Ruy Castro
Mais espertos do que nós
RIO DE JANEIRO - Já não se sabe se foi George Orwell quem adivinhou tudo ou se é a tecnologia que está botando em prática os horrores que ele anteviu. Em seu romance "1984", Orwell previu que a privacidade do cidadão desapareceria. Dia e noite, as pessoas seriam vigiadas por telas de televisão impossíveis de desligar -- as "teletelas"-- e teriam seu pensamento e ação controlados pelo Grande Irmão.
Pois, com a Smart TV, já estamos quase lá. Ela é capaz de escutar o que você disser ao alcance do aparelho, e estocar essa indiscrição, não se sabe para quem ou para quê.

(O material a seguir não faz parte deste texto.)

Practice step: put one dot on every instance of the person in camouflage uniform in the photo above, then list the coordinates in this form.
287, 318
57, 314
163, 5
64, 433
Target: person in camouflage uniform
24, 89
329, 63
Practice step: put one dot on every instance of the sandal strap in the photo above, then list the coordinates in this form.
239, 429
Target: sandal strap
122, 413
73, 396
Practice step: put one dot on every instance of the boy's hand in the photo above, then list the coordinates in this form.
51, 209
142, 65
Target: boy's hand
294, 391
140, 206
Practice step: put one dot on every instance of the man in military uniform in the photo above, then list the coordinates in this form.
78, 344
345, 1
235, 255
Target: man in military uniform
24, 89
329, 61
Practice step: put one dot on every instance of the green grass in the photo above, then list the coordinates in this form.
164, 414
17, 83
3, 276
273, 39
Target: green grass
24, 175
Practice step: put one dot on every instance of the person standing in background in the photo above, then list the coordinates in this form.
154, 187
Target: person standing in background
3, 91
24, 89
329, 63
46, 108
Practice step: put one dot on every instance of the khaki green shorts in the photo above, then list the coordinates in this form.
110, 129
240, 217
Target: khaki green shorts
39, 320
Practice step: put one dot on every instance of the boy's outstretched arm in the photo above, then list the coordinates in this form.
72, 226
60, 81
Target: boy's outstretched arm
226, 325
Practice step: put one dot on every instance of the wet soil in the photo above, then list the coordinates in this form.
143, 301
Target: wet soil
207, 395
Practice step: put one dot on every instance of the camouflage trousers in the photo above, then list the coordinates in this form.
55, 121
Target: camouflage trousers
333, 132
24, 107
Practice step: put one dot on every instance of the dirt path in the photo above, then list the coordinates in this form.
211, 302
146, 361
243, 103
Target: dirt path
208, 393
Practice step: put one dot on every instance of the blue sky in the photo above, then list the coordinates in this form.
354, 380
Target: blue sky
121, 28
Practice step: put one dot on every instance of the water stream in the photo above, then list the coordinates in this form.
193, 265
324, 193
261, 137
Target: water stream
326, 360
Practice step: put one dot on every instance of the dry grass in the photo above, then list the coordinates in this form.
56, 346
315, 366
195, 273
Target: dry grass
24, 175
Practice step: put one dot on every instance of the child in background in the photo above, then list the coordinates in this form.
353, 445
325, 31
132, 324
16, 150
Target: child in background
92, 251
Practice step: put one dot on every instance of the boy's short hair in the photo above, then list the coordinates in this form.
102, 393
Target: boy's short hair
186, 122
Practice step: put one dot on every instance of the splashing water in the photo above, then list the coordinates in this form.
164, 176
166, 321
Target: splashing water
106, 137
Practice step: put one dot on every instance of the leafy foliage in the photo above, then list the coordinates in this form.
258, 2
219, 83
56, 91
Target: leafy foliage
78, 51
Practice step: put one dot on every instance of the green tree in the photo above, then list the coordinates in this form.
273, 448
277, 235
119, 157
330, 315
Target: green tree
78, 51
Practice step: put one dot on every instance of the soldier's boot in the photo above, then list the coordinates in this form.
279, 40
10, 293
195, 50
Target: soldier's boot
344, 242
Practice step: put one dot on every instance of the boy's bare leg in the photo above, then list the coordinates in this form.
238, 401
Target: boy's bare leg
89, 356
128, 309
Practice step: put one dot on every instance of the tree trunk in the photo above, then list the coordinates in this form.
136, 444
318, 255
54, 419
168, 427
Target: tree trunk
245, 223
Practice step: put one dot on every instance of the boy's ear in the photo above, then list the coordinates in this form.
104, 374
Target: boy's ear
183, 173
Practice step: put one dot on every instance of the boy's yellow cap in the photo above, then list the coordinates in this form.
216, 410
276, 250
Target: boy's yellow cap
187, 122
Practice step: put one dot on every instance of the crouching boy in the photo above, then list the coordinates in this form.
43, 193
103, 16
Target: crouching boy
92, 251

Por enquanto, só o escutará se você tiver acionado o comando de voz que lhe permite "falar" e ditar instruções ao aparelho sem o controle remoto. Mas distraia-se, deixe o tal comando ligado sem querer e sua vida pessoal irá para o brejo.
O moderno Grande Irmão não quer saber se você pensa assim ou assado politicamente, exceto se isso se refletir no seu grau de consumo. O que interessa é o seu nível escolar, quanto ganha, onde mora, com quem mora, o que gosta de comprar --música, jogos, roupas, bugigangas, pornografia, drogas, o que for-- e quanto pode ou tem de gastar para ficar feliz. Sabedor disso, ele partirá para fazê-lo gastar mais --porque, na (correta) visão dele, é para isso que você existe.
Para foragidos do Pleistoceno, como eu, a ideia de que um reles eletrodoméstico nos dê ordens é intolerável. Mas não há mais eletrodomésticos reles. Ficaram mais smarts -- espertos-- do que nós. Não demora e serão eles que, para nosso prazer ou alívio, aprenderão a nos desligar.
Em 1963, o cronista Antonio Maria se desesperava quando Danuza Leão, sua mulher, andava de camisola pela sala com a TV ligada. Dizia que o homem do "Repórter Esso" ficava de olho nela. Os amigos riam do ciúme louco de Maria. Mas ele podia estar certo.